Mensen met een beperking zijn gemiddeld minder tevreden over hun woning dan mensen zonder een beperking. Dat blijkt uit de meldactie Wonen naar wens? van Ieder(in), Mind en de Patiëntenfederatie Nederland.
De lagere score komt doordat een deel niet zelf heeft kunnen kiezen voor de woning of woongroep. Er is dan voor ze gekozen door bijvoorbeeld de zorginstelling, een gemeentelijke instantie of een familielid.
Keuzevrijheid is een recht.
In het VN-verdrag Handicap – dat sinds 2016 in Nederland werkt– staat het recht op (zelfstandig) wonen beschreven. Volgens het verdrag moeten mensen met een beperking, zelf kunnen kiezen waar ze willen wonen en met wie. Uit de meldactie blijkt dat nog lang niet voor iedereen geldt. 16% heeft niet zelf voor de eigen woonruimte kunnen kiezen. Van de mensen die in zorginstellingen wonen, is dat zelfs 62%.
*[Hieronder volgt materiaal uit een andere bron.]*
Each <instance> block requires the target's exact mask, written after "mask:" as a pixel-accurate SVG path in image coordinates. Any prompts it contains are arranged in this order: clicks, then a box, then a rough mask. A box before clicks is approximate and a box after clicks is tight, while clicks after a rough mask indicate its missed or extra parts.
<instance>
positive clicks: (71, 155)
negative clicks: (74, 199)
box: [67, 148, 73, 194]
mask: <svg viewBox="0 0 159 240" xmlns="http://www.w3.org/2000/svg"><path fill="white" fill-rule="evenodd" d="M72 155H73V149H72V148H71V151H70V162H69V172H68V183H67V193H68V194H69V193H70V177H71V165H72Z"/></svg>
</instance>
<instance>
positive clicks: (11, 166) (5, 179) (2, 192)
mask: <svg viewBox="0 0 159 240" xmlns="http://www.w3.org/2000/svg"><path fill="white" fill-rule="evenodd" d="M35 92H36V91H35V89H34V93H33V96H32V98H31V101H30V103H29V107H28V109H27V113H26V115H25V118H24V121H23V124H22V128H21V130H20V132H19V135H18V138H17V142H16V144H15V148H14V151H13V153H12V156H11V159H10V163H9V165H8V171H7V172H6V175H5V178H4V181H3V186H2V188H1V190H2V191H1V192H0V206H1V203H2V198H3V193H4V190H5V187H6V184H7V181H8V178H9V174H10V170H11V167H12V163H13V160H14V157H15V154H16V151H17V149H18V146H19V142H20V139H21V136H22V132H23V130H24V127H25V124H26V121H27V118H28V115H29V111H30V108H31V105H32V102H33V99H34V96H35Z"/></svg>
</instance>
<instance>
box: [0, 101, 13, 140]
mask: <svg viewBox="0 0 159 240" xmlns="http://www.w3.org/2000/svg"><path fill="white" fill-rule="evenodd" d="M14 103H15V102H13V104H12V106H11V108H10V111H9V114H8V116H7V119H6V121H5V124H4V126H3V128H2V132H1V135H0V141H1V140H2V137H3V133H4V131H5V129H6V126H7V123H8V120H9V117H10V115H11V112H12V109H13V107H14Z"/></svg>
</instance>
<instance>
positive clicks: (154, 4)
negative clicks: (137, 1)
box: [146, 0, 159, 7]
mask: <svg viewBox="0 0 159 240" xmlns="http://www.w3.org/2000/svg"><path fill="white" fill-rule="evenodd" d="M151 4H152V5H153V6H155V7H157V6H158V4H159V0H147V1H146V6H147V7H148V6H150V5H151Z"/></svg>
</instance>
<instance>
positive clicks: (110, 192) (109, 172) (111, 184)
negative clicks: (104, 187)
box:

Zelfgekozen woning bevalt beter.
Daardoor zijn deze mensen vaak minder tevreden over de eigen woning en de woonomgeving. Liefst 34% is ontevreden met de woning. Bij de mensen die wel hebben kunnen kiezen, is dat rond de 10%.
Verhuizen
Mensen met een beperking willen dan ook vaker dan gemiddeld verhuizen. Men kan vaak niet verhuizen omdat er geen andere geschikte woningen zijn. Ook hogere kosten zijn een reden. En mensen zien op tegen alle moeite die een verhuizing kost.
Als mensen naar een woonomgeving verhuizen die echt passend is, levert dat veel op. Dit zegt bijvoorbeeld iemand die voor het eerst zelfstandig is gaan wonen: ‘Ik had eindelijk een plek voor mezelf, waarin ik zelf kon bepalen welke regels er waren’
Aanbevelingen.
Volgens het rapport moet de keuzevrijheid beter worden gerespecteerd. Zo zouden ook instellingen hun bewoners inspraak moeten geven in waar en met wie zij willen wonen. Verder pleiten de onderzoekers voor uitbreiding van het aanbod van geschikte woningen en woonvormen.